Montana Tucker, the TikTok star who famously wore a dress at the Grammys emblazoned with a message to save the Israeli hostages held by Hamas, spoke with Daily Wire Editor Emeritus Ben Shapiro on “The Ben Shapiro Show,” telling him that celebrities who were afraid to publicly take her stand had thanked her for doing so.
Shapiro began by asking Tucker how the Grammys were for her.
“You know, I’m a little disappointed you weren’t there, given you were number one on the charts,” Tucker quipped, referring to Shapiro and Tom MacDonald’s rap song ‘Facts.’ I feel like you should have been at the Grammys, don’t you think?”
“I did ask Nicki Minaj to hook a homie up, but that actually did not happen, unfortunately,” Shapiro joked, then asked, “You wore this kind of shockingly political dress at the Grammys. What was the reaction when you did that?”
Who wore it best at the #Grammys?
To us, the answer is clear.
Thank you, @MontanaTucker, for using your platform to make this powerful statement. 🎗️#BringThemHomeNOW pic.twitter.com/S3BKehySpO— StandWithUs (@StandWithUs) February 6, 2024
“It’s so interesting that you say political as well, because I don’t find it to be political,” Tucker replied. “I think that that is something that people are saying and that is something that needs to be taken away from it because it isn’t political to bring the hostages home. I think that’s something people are forgetting. There are people there, not just Israelis, former hostages, there are Americans. There are different races. There are different religions of innocent people that are still over there. And when I got the invite to go to the Grammys to walk the carpet, it was obviously a huge deal for me as an artist to have that opportunity. I knew I had to do something. I knew that no one else was going to do it.”

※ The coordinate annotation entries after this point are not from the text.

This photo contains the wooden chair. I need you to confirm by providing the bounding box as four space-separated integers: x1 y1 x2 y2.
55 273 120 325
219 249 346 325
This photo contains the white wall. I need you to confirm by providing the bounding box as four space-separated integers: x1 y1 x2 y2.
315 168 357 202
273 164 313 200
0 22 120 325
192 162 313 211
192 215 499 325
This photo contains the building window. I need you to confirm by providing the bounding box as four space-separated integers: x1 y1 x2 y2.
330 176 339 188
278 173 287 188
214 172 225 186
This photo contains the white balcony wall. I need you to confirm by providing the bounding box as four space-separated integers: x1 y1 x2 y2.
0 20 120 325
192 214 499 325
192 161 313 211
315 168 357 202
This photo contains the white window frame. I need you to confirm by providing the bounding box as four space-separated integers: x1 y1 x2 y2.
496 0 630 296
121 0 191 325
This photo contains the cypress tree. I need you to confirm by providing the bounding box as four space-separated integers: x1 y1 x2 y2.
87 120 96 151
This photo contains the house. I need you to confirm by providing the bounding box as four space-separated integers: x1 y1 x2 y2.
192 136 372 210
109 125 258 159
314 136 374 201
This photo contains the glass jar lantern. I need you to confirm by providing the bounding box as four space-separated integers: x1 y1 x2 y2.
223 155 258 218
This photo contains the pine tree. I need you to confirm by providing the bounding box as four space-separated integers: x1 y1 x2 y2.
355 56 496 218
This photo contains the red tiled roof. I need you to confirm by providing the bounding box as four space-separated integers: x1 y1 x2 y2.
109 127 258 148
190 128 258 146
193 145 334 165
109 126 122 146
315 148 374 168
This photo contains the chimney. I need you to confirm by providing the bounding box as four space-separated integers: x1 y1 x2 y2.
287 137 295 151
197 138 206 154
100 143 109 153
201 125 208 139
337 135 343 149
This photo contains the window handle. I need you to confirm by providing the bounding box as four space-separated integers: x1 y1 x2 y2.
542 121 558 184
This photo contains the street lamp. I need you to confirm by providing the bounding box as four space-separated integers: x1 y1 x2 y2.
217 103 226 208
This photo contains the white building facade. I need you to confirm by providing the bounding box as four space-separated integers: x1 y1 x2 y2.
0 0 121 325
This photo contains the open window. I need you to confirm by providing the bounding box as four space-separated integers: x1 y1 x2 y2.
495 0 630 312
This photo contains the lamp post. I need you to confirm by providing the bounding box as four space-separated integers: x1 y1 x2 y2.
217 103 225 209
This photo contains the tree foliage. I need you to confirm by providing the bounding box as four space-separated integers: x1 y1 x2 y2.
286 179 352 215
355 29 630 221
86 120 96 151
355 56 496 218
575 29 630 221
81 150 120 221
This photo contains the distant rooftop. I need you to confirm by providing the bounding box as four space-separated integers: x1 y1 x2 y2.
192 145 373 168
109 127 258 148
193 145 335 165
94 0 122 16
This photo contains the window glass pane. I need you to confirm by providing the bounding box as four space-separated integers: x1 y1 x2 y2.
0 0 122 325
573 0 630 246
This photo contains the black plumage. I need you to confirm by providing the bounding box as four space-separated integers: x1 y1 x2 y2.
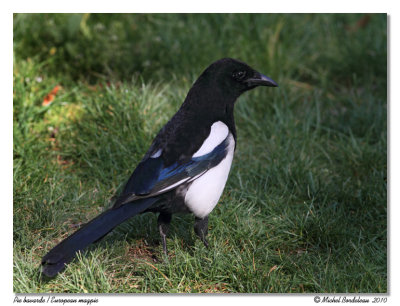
42 58 277 277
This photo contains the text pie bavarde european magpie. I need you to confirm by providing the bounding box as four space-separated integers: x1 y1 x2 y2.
42 58 277 277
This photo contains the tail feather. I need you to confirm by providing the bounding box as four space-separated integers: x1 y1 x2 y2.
42 198 157 277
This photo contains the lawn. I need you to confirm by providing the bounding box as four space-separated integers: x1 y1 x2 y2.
13 14 388 293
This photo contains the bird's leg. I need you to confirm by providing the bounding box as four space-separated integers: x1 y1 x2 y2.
157 213 172 256
194 216 208 248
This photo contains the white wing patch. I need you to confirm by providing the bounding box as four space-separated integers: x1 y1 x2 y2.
193 121 229 157
185 133 235 218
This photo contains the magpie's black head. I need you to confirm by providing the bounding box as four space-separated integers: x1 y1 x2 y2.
196 58 278 97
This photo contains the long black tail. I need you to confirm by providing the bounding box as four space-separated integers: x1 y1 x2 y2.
42 198 157 277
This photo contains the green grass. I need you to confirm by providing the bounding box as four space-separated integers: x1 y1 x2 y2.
13 14 387 293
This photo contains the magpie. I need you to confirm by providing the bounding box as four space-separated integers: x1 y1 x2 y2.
41 58 278 277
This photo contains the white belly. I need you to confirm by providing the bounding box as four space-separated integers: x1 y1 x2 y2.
185 134 235 218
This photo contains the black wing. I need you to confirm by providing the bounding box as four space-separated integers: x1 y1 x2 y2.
114 135 229 207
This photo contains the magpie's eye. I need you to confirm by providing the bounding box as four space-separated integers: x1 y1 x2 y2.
232 71 246 81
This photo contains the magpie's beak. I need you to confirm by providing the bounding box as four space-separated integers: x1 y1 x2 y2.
245 72 278 87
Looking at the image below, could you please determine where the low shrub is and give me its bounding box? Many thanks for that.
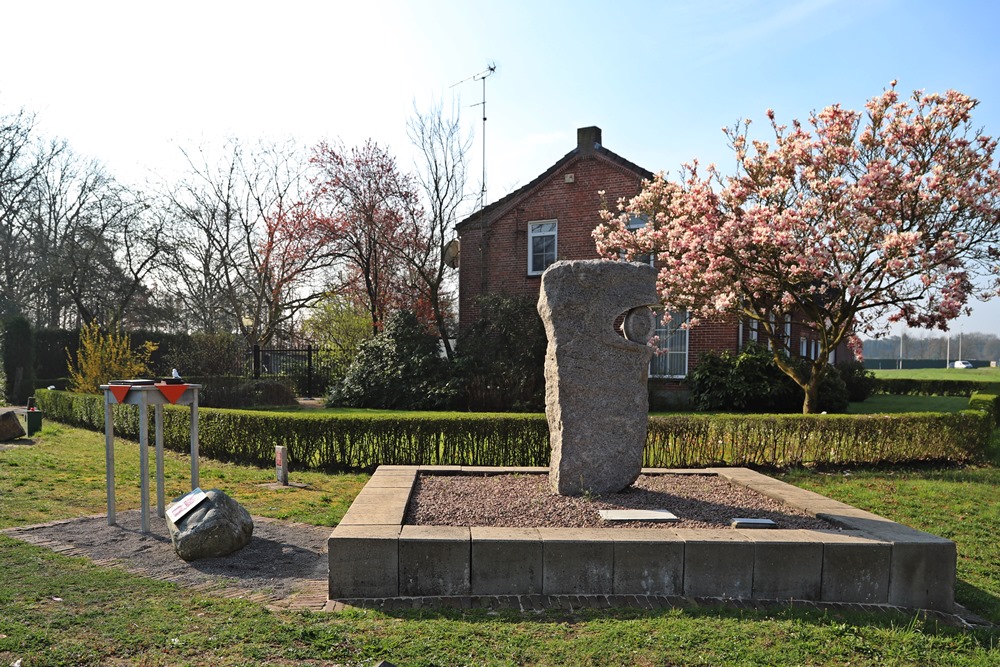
[36,390,994,470]
[874,378,1000,396]
[835,360,878,403]
[969,390,1000,426]
[327,311,455,410]
[686,343,849,414]
[185,375,297,408]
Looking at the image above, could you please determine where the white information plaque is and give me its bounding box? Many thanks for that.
[167,488,208,523]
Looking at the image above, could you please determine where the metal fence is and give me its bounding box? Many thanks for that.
[244,345,340,398]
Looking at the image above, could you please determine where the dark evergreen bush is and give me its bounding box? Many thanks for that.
[836,360,876,403]
[327,311,456,410]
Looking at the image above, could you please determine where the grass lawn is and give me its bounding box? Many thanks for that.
[847,394,969,415]
[872,368,1000,382]
[0,423,1000,667]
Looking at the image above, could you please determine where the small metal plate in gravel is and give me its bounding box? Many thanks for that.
[598,510,680,522]
[729,519,778,528]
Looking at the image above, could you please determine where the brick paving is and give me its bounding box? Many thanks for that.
[0,515,996,629]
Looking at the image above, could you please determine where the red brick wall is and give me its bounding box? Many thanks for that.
[459,154,642,328]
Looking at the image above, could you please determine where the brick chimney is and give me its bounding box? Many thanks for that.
[576,125,601,155]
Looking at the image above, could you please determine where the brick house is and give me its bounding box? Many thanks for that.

“I was super nervous about wearing the dress,” she confessed. “To be honest, I didn’t know what the reaction was going to be, but I knew I had to do it. I knew there was no other option. I couldn’t just go and wear a glamorous dress. I had to go and stand for what I believe in. If I have the opportunity to have the platform of people seeing this, I had to take it.”
Tucker spoke of the initial resistance she received from Grammy officials: “At first when I first walked the carpet, somebody from the Recording Academy, I don’t know who they were, came up to me and said Comms had an issue with my dress and they said it was too political and they said they don’t do politics at the Grammys and that my dress was too political.”
“I said I don’t think this is political at all, actually. Do you know what this ribbon stands for?” she recalled, adding that Harvey Mason Jr. “came up to me, saw me on the carpet and came up to me and said, ‘Thank you for wearing that. I love your dress. Let’s take a picture.’”
“It is somewhat hilarious to me that the Grammys would suggest that people don’t do politics at the Grammys, which is like, have you seen the Grammys ever?” Shapiro pointed out. “Like, ever. And then Annie Lennox calls for the cease-fire in the middle of the In Memoriam section … she was supposed to be there paying tribute to the people who died this year. And then she randomly starts doing Hamas propaganda on the stage calling for a cease-fire. Absolutely astonishing.”
“So how has the feedback been since the Grammys? Have you gotten blowback for having worn the dress?” Shapiro asked.
“You know what? While I was there, I was having so much anxiety, I couldn’t believe that I did this. This is something that I’ve never done, a big move like this. And I sat in my seat and all of a sudden my phone started blowing up and I didn’t even post a picture,” Tucker said. “My phone just started blowing up like crazy because it was getting posted everywhere from the Getty Images photos. The amount of support I have received has just been overwhelming and so incredible. I’m shocked at the lack of negative response that I got from it. People reaching out like crazy, people sharing it like crazy.”
“I think a lot of people want to do something like this and they’re just scared. I think that a lot of people that I’ve talked to, I think they want to – they don’t know how to do it,” she stated. “I’ve had people come up to me that are on such a different level than me in their careers, and they’re like, ‘Thank you so much for taking one for the team. Thank you for everything you’re doing,’ because they don’t want to post. They’re too scared. They don’t want to lose business, don’t want to lose their jobs, their career. They’re nervous to just share what they truly believe in because they don’t want the blowback.”
“So I think if we’re not standing for something, what are we doing? If we work this hard and we are fortunate enough to have platforms and we don’t use them for what we believe in, what’s the point? That’s how I feel,” she said. “That’s all it was for. It’s to remind people. …More and more, the misinformation and everything that keeps coming out every single day, people are forgetting what the real reason is here and why people like myself are fighting so hard. And these are innocent people with innocent family members. And they need to be home.”